1点を追う5回の第2打席。先頭で打席に入ると、横浜ウォーランドから12号ソロをバックスクリーンへ。さらに打者一巡し、1死一、二塁で回ってきた3打席目には、2番手高崎の甘く入ってきたスライダーを見逃さず、今度は右中間席へ運び去った。「どうにか流れを変えたかった。よく入ってくれたよ」。13号3ランでこのイニング9点目を奪い、試合を決めた。
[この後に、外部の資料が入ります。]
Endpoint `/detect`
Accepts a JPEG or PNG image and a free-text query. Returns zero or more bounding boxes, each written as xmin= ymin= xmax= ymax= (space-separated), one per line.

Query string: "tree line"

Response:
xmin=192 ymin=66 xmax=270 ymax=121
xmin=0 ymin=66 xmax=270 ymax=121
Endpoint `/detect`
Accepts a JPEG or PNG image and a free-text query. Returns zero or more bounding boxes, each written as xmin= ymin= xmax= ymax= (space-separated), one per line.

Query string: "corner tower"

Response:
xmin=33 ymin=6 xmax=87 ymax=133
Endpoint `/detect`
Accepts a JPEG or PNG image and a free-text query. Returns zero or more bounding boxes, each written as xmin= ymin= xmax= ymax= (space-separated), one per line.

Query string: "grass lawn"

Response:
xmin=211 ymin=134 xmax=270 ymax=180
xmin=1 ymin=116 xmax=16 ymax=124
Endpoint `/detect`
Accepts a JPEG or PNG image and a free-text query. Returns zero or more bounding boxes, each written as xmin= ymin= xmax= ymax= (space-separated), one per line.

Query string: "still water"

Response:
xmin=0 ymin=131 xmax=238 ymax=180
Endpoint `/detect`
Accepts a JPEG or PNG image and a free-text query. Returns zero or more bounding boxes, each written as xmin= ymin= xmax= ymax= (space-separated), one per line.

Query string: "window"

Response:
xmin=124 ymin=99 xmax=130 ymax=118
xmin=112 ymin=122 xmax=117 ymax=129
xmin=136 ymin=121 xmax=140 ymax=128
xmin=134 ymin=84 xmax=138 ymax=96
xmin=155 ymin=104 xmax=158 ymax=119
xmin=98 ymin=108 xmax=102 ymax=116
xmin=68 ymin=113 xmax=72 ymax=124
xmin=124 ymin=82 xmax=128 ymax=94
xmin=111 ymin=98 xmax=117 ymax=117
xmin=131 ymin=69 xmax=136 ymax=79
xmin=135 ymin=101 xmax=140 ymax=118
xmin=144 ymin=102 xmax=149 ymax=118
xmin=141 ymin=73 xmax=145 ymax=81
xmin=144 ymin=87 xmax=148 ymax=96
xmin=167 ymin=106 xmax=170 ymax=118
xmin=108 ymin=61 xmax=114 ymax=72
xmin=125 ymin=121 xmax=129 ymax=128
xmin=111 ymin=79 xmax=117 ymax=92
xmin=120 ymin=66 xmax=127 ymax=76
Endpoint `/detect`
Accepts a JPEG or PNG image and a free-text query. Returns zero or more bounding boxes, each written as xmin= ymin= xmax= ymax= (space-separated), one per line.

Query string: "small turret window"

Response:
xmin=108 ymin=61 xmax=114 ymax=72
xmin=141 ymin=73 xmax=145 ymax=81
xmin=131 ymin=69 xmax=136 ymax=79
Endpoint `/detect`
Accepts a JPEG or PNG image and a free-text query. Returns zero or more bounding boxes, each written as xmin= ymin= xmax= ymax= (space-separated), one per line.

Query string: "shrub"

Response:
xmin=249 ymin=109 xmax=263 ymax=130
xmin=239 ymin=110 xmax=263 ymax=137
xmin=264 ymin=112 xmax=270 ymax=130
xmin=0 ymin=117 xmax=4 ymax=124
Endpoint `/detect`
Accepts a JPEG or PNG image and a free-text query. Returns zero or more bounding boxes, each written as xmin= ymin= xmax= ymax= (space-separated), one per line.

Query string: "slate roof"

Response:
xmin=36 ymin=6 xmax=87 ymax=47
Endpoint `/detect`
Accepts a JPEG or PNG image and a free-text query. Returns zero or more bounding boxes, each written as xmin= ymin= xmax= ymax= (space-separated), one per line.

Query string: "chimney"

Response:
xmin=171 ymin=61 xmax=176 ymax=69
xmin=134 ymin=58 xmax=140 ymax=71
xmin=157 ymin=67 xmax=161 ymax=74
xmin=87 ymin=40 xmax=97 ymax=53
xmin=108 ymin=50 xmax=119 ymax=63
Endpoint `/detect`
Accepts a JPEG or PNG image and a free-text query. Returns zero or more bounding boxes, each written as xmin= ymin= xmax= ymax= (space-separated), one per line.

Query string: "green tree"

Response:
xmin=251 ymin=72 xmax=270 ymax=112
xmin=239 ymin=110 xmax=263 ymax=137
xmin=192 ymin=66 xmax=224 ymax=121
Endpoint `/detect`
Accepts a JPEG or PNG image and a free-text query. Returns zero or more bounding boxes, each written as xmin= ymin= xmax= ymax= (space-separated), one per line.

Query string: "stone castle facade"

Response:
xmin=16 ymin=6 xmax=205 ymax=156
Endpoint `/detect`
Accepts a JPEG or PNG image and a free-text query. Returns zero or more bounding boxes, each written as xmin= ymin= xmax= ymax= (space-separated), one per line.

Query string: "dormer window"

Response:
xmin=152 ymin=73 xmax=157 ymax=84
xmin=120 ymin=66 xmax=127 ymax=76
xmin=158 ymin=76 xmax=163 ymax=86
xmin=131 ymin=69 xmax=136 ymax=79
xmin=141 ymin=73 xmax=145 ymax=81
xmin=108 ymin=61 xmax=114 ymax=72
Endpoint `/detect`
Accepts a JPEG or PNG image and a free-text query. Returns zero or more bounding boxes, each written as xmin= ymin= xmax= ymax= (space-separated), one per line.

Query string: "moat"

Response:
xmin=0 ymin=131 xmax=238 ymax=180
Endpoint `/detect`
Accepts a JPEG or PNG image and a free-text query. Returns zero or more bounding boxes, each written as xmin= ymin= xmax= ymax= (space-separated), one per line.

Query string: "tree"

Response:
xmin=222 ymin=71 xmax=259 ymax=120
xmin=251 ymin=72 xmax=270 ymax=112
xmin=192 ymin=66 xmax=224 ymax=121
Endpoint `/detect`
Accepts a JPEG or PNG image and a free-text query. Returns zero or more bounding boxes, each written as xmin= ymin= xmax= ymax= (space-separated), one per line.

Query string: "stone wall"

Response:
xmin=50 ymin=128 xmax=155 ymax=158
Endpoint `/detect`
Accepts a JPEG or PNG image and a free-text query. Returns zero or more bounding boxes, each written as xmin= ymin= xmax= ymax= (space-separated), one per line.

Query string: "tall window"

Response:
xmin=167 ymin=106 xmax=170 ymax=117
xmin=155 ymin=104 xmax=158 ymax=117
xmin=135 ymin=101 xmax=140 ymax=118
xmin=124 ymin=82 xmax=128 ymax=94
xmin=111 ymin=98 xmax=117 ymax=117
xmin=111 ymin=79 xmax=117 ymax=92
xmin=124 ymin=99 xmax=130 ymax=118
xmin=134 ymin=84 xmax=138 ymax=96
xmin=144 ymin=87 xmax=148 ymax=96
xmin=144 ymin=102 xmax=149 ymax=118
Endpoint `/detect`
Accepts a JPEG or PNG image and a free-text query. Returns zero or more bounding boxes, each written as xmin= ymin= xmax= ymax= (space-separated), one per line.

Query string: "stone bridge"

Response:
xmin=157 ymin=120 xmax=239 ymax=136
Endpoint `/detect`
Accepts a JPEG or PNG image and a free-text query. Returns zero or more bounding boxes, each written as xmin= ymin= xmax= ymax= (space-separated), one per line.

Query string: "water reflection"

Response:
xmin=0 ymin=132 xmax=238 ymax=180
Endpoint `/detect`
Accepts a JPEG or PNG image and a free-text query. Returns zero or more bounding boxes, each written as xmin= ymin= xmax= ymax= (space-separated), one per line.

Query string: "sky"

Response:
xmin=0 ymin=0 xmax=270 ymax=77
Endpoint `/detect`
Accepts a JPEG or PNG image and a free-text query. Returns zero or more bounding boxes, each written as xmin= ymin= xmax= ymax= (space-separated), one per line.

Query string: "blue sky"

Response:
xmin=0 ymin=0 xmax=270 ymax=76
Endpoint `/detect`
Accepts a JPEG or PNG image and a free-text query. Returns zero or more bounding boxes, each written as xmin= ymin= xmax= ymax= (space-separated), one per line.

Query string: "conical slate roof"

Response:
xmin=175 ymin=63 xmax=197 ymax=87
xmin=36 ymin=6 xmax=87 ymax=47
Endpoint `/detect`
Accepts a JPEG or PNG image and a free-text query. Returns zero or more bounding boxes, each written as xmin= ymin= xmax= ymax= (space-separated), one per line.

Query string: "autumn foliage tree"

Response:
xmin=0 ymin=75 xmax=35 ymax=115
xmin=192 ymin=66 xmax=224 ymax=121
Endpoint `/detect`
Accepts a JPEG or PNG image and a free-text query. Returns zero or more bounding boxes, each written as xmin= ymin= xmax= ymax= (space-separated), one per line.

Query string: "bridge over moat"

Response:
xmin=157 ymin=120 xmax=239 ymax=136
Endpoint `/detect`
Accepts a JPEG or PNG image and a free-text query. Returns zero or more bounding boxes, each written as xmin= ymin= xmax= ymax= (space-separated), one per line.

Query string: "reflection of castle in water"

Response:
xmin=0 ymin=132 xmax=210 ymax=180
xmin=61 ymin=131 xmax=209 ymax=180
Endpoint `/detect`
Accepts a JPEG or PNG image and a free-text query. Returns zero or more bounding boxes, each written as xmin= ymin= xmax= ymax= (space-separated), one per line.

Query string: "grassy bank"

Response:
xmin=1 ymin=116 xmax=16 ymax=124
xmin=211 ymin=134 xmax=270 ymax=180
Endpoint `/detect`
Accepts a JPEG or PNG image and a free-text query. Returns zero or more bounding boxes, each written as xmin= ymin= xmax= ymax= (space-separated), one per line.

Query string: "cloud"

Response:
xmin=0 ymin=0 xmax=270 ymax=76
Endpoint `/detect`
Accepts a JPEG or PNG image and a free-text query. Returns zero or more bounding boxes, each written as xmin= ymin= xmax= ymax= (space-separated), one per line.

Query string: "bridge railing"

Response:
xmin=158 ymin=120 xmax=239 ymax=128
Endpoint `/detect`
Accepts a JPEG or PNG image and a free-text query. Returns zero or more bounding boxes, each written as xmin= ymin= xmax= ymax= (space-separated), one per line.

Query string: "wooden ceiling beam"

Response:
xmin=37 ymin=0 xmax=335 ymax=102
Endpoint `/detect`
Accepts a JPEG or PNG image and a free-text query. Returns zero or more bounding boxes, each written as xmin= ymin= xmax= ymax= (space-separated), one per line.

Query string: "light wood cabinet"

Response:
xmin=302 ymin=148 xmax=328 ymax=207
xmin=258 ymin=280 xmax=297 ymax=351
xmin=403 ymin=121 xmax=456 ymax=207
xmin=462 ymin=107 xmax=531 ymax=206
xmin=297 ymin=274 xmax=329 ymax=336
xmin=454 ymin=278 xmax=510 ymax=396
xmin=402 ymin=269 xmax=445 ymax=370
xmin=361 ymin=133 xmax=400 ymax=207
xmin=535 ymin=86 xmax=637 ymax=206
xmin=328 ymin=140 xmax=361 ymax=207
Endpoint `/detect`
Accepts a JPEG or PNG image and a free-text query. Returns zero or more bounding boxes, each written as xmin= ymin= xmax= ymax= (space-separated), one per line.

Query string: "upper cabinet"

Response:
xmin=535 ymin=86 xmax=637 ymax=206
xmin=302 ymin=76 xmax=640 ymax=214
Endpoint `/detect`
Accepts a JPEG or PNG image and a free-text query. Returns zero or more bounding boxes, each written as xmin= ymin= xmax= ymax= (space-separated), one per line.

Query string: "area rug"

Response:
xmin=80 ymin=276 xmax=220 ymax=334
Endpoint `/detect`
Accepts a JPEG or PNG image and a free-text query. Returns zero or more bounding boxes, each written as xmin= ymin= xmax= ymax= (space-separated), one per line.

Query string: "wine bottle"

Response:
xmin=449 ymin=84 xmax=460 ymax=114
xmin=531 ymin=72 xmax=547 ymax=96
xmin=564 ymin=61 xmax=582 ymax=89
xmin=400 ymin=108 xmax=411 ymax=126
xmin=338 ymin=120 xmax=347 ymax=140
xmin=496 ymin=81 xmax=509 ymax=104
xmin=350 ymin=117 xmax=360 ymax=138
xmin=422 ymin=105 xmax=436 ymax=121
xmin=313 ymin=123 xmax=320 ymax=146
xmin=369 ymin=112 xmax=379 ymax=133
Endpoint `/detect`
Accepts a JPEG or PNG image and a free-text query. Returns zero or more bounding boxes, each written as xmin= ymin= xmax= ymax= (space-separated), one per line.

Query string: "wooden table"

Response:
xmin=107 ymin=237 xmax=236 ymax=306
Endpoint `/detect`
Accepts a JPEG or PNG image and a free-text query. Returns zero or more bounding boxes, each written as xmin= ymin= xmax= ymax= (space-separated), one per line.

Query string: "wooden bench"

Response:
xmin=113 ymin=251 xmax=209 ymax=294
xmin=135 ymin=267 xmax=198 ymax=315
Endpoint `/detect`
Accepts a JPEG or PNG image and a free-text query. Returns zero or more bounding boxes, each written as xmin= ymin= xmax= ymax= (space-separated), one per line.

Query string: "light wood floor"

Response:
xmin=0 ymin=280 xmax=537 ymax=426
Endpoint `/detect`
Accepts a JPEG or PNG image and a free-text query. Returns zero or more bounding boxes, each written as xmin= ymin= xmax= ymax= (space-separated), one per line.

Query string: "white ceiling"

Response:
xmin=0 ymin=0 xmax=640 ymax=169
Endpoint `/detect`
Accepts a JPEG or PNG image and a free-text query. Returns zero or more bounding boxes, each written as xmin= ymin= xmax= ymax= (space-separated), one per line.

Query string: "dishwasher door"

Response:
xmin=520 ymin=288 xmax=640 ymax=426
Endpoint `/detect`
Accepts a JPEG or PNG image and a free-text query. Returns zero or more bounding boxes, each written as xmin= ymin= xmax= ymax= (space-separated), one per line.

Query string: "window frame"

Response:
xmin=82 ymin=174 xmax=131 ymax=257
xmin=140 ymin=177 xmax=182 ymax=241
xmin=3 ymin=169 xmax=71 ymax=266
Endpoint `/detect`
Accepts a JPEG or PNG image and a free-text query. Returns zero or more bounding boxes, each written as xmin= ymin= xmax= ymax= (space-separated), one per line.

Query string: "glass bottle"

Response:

同点ソロを打った直後、ラニー夫人から1通の携帯メールが届いていた。中身は待望の第1子誕生の知らせ。写真付きのメールで、わが子と“初対面”した。体重約2460グラム、身長約47センチの男の子。立ち会えなかったが、母子共に健康との知らせを受け、意気に感じずにはいられなかった。「父親になったら誰もがそう思うんだろうけど、本当に最高の気分になって、涙が出たよ」。
ブラ砲が点火した猛攻撃。スコアボードには「9」の数字が点灯。全員攻撃の1イニング9得点は07年6月のロッテ戦(千葉)9回表以来。「よく点が入ったね。そこまで点を取られていなかったのが取られて…。ゲームが動き始めたところ。そこでブラゼルのホームランがきっかけになったね」と、真弓監督は「号砲」を感じ取っていた。赤星が左前、鳥谷が中前に連続適時打。金本の四球を挟んで新井が中前に抜ける2点適時打と、ブラゼルの1本目から2本目まで、犠飛と四球を挟んでエンドレスの8打数連続安打。ホームベースを合計9度踏みつけた。
2年前も負ければ借金10の瀬戸際だったが、チームが息を吹き返した。6・5ゲーム差と接近した3位ヤクルトをひたすら追いかける。